Haley Barbour, a political strategist, lobbyist, former head of the Republican National Committee, and now the governor of Mississippi, would like to run for president in 2012. In pursuit of that goal, he’s giving interviews to friendly media like The Weekly Standard. In the interview, he had fond memories of growing up in the recently desegregated South, what race relations were like, and what it was like with groups like the White Citizens Councils:
As Barbour recalls it in a new profile in The Weekly Standard, things weren’t so bad in his hometown of Yazoo City, which took until 1970 to integrate its schools (though the final event itself is said to have gone on peacefully). For example, Barbour says that there was no problem of Ku Klux Klan activity in the town — thanks to the Citizens Council movement, an organization that was founded on the basis of resistance to integration and the promotion of white supremacy.
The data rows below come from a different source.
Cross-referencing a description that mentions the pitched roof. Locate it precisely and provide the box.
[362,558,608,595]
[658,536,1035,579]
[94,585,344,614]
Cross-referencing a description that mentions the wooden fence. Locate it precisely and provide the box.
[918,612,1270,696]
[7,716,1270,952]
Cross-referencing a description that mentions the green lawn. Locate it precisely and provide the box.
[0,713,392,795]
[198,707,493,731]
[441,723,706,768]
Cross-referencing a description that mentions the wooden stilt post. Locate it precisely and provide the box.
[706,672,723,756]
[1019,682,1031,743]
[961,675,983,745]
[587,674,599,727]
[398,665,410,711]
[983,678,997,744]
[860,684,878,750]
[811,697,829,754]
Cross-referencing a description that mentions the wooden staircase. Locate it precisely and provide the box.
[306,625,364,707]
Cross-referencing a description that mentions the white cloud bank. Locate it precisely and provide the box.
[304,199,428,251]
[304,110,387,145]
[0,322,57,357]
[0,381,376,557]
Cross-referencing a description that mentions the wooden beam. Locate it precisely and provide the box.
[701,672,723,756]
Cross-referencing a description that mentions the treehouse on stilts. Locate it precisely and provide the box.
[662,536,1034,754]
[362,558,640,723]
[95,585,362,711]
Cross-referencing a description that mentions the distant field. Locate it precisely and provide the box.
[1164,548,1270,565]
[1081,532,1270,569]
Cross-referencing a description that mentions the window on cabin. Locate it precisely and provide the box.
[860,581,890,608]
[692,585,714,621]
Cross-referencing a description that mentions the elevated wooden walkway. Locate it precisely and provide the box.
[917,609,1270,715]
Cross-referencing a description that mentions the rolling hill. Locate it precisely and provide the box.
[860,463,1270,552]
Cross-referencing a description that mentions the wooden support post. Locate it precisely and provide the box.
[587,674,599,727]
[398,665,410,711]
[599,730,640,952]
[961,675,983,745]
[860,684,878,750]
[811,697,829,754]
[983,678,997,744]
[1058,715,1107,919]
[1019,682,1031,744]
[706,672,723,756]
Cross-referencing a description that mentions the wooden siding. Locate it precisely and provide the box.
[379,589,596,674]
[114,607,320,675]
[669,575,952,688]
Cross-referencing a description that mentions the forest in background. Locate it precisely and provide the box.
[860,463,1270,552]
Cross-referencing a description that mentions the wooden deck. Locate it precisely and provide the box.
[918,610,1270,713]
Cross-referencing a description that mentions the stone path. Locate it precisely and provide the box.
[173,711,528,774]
“You heard of the Citizens Councils? Up north they think it was like the KKK,” said Barbour. “Where I come from it was an organization of town leaders. In Yazoo City they passed a resolution that said anybody who started a chapter of the Klan would get their ass run out of town. If you had a job, you’d lose it. If you had a store, they’d see nobody shopped there. We didn’t have a problem with the Klan in Yazoo City.”
The White Citizens Council movement was founded in Mississippi in 1954, shortly after the Brown v. Board of Education Supreme Court decision that outlawed segregated public schools, and was dedicated to political activities opposing civil rights — notably boycotts of pro-civil rights individuals in Barbour’s hometown, as opposed to Barbour’s recollection of actions against the Klan. It was distinguished from the Klan by the public self-identification of its members, and its image of suits and ties as opposed to white robes and nooses.
Haley Barbour is not responsible for what other people did in his home town when he was a child or a teenager. But as an adult and possible presidential candidate, he doesn’t get to, um, whitewash the past. And to brush it off as no big deal now is being even more blind to the past and how deep the race issue runs in this country, both in Yazoo City and everywhere else.
And though it’s no fault of his own, it doesn’t help that Mr. Barbour comes off as a caricature of the good ole Southern politician.